Example of Advanced search on Scopus.
In general, bibliometric data of articles can be exported from the databases as a comma-separated-value file (CSV) or BibTeX file, which is helpful for data extraction and quantitative and qualitative analysis. In addition, researchers should take advantage of reference-management software such as Zotero, Mendeley, Endnote, or Jabref, which import bibliographic information onto the software easily.
The first step in this stage is to identify any duplicates that appear in the different searches in the selected databases. Some automatic procedures, tools like Excel formulas, or programming languages (i.e., Python) can be convenient here.

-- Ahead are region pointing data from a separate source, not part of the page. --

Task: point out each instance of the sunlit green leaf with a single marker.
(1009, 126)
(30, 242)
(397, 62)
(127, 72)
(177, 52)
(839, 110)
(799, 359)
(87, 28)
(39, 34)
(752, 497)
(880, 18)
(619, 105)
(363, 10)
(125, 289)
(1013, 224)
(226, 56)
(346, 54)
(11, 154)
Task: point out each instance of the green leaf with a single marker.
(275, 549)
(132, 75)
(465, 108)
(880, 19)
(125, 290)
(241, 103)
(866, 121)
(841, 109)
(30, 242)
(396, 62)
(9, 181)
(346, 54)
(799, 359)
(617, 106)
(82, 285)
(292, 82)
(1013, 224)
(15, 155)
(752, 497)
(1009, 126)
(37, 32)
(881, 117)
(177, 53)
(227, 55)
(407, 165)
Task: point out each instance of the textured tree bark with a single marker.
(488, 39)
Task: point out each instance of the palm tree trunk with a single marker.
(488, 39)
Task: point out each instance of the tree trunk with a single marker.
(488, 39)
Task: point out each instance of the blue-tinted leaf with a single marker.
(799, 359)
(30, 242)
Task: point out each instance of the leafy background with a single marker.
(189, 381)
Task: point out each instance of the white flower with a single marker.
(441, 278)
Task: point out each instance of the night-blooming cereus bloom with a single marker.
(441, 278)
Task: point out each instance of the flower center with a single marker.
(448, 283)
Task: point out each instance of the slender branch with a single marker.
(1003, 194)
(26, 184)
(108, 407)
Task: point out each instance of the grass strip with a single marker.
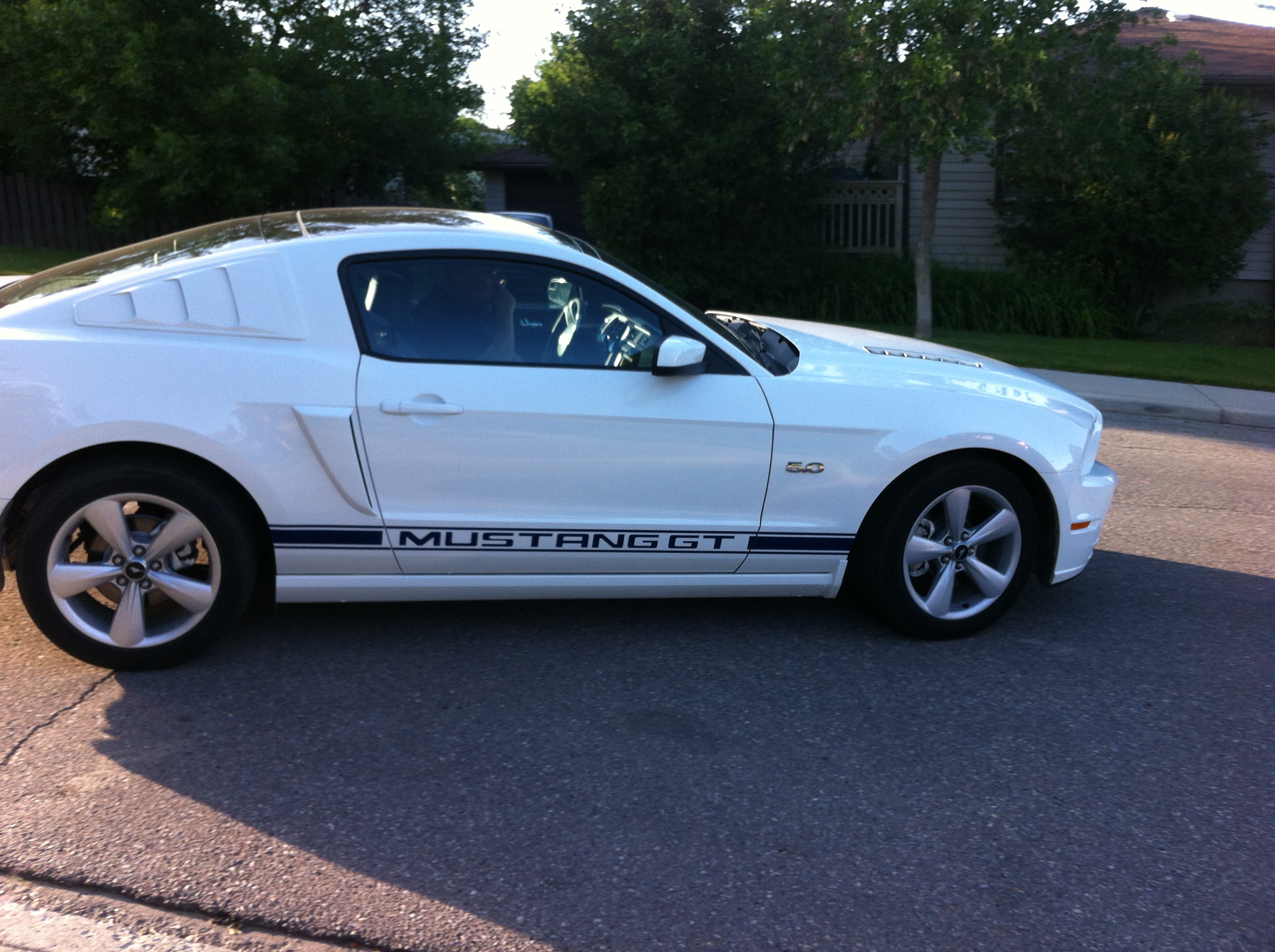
(1215, 365)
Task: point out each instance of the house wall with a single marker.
(966, 223)
(1260, 251)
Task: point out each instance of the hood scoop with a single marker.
(916, 356)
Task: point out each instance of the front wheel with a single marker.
(136, 566)
(948, 554)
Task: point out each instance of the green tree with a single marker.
(930, 77)
(189, 110)
(1131, 175)
(673, 118)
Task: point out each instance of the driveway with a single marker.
(1093, 773)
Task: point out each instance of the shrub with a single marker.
(881, 291)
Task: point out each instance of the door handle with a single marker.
(406, 408)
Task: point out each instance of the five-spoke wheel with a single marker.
(948, 551)
(962, 554)
(134, 567)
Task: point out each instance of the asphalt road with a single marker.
(1094, 773)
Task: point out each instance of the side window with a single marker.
(492, 311)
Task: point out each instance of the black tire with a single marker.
(897, 592)
(222, 560)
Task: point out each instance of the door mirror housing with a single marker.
(680, 357)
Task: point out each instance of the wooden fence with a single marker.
(865, 217)
(36, 213)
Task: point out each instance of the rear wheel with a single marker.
(136, 567)
(949, 552)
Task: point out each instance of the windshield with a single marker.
(764, 345)
(193, 242)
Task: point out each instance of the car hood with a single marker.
(838, 351)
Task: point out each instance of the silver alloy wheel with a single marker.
(133, 570)
(962, 552)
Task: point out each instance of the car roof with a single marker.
(322, 223)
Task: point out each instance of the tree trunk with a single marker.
(925, 249)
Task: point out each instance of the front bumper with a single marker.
(1083, 499)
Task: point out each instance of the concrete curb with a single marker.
(1161, 398)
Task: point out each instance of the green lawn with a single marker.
(1218, 365)
(16, 261)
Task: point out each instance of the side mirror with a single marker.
(680, 357)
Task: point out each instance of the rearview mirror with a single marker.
(680, 357)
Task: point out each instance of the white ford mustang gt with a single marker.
(412, 404)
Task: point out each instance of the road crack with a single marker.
(53, 719)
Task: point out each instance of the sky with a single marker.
(519, 36)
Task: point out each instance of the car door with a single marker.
(513, 425)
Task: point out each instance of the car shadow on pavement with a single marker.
(1092, 772)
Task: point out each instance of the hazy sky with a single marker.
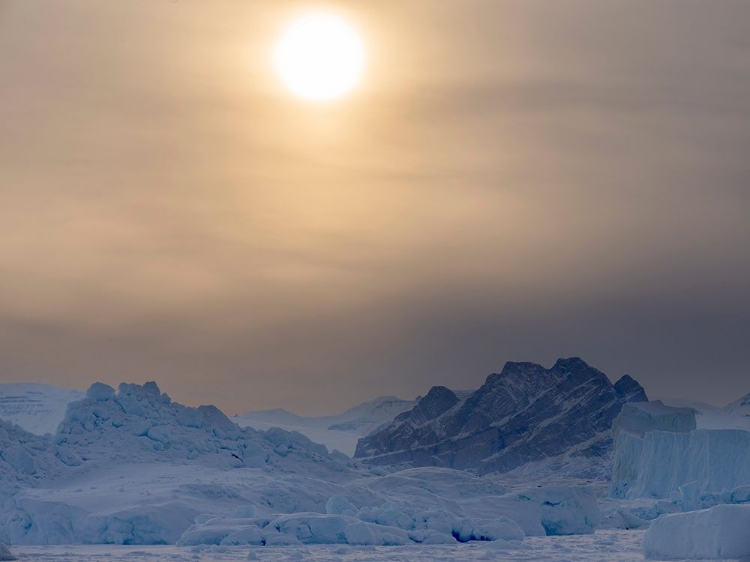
(512, 181)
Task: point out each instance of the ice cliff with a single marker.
(659, 453)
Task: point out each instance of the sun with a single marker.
(320, 57)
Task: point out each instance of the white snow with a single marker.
(38, 408)
(132, 467)
(659, 454)
(735, 415)
(720, 532)
(604, 546)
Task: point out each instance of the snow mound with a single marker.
(38, 408)
(717, 533)
(5, 554)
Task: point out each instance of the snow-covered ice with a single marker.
(38, 408)
(339, 432)
(721, 532)
(603, 546)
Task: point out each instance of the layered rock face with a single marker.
(525, 413)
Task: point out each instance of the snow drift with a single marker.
(716, 533)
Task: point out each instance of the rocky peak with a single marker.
(629, 390)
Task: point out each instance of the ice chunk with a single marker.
(565, 510)
(715, 533)
(100, 392)
(5, 554)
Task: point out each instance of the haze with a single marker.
(510, 181)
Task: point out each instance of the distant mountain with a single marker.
(38, 408)
(526, 413)
(707, 416)
(339, 432)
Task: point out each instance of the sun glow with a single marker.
(320, 57)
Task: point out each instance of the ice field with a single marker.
(132, 475)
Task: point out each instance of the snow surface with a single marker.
(708, 416)
(340, 432)
(604, 546)
(133, 467)
(38, 408)
(717, 533)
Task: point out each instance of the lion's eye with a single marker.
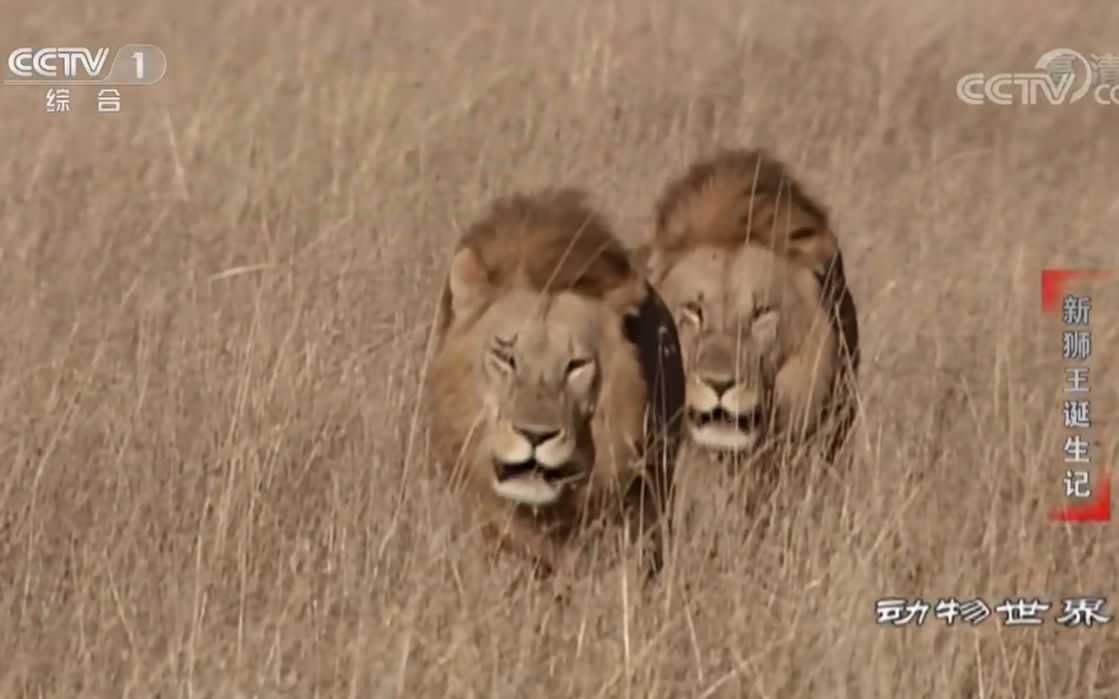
(502, 355)
(576, 365)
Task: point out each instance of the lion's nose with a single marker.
(537, 434)
(720, 385)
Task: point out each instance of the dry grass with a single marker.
(215, 305)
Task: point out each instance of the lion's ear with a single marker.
(468, 282)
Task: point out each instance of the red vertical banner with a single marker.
(1098, 507)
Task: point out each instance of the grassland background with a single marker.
(215, 310)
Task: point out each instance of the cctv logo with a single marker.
(54, 63)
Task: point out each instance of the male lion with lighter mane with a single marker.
(753, 274)
(557, 387)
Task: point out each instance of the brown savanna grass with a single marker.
(215, 311)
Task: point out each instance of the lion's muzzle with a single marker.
(533, 464)
(723, 414)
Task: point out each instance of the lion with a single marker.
(753, 274)
(556, 388)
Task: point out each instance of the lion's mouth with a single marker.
(504, 471)
(721, 417)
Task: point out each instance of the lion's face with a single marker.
(536, 366)
(735, 313)
(538, 379)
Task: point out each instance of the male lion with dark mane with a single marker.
(557, 386)
(753, 274)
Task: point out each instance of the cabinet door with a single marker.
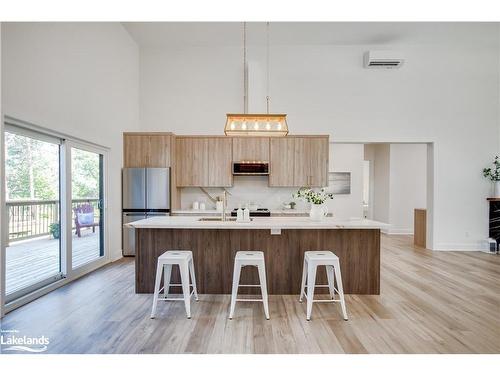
(135, 151)
(159, 151)
(281, 160)
(250, 148)
(192, 161)
(318, 159)
(219, 162)
(302, 163)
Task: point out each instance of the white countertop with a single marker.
(192, 222)
(287, 211)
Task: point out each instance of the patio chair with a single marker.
(84, 218)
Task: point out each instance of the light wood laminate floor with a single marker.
(430, 302)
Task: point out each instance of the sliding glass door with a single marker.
(33, 252)
(86, 205)
(56, 213)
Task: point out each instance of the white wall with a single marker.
(80, 79)
(439, 96)
(408, 185)
(398, 184)
(382, 183)
(348, 158)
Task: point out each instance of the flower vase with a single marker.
(318, 212)
(496, 190)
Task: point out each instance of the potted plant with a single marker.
(494, 175)
(317, 200)
(55, 230)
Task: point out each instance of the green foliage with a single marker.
(32, 170)
(493, 173)
(309, 195)
(31, 167)
(85, 174)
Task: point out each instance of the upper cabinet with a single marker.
(146, 150)
(219, 162)
(299, 161)
(281, 161)
(318, 156)
(250, 148)
(206, 161)
(203, 161)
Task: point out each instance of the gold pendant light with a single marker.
(255, 124)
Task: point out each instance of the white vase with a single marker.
(496, 190)
(318, 212)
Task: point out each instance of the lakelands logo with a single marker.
(12, 341)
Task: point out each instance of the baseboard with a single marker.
(478, 246)
(402, 231)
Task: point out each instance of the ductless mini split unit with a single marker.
(383, 60)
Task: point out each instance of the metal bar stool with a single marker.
(243, 259)
(313, 259)
(183, 259)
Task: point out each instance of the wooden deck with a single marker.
(37, 259)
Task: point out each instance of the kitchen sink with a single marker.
(218, 219)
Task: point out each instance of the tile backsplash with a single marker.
(245, 189)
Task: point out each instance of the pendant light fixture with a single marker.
(255, 124)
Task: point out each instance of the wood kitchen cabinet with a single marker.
(203, 161)
(143, 150)
(219, 162)
(299, 161)
(250, 148)
(318, 155)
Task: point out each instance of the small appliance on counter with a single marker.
(253, 213)
(145, 193)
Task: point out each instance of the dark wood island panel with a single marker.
(214, 251)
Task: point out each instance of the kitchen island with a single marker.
(282, 239)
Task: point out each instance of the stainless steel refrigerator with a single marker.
(145, 193)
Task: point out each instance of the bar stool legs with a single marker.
(313, 259)
(184, 259)
(249, 258)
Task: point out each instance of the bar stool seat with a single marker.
(255, 259)
(313, 259)
(183, 259)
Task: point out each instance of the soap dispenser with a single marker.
(239, 214)
(246, 214)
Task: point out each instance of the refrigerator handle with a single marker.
(146, 189)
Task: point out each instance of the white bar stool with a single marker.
(183, 259)
(313, 259)
(243, 259)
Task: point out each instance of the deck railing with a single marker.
(32, 218)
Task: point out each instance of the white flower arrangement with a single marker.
(493, 173)
(311, 196)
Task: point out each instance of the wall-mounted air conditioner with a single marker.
(383, 60)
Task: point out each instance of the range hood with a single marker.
(251, 168)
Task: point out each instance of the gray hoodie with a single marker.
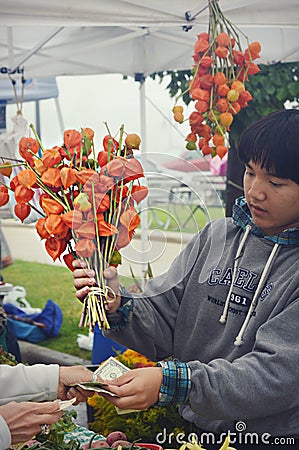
(229, 307)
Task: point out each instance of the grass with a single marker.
(182, 218)
(44, 281)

In the second step, articles are included or excluded according to the selection criteria, mainly by reading titles and abstracts. Finally, the quality is assessed using the predefined scale. Fig. 2 shows an example of an article QA evaluation in Parsif.al, using a simple scale. In this scenario, the scoring procedure is the following YES= 1, PARTIALLY= 0.5, and NO or UNKNOWN = 0. A cut-off score should be defined to filter those articles that do not pass the QA. The QA will require a light review of the full text of the article.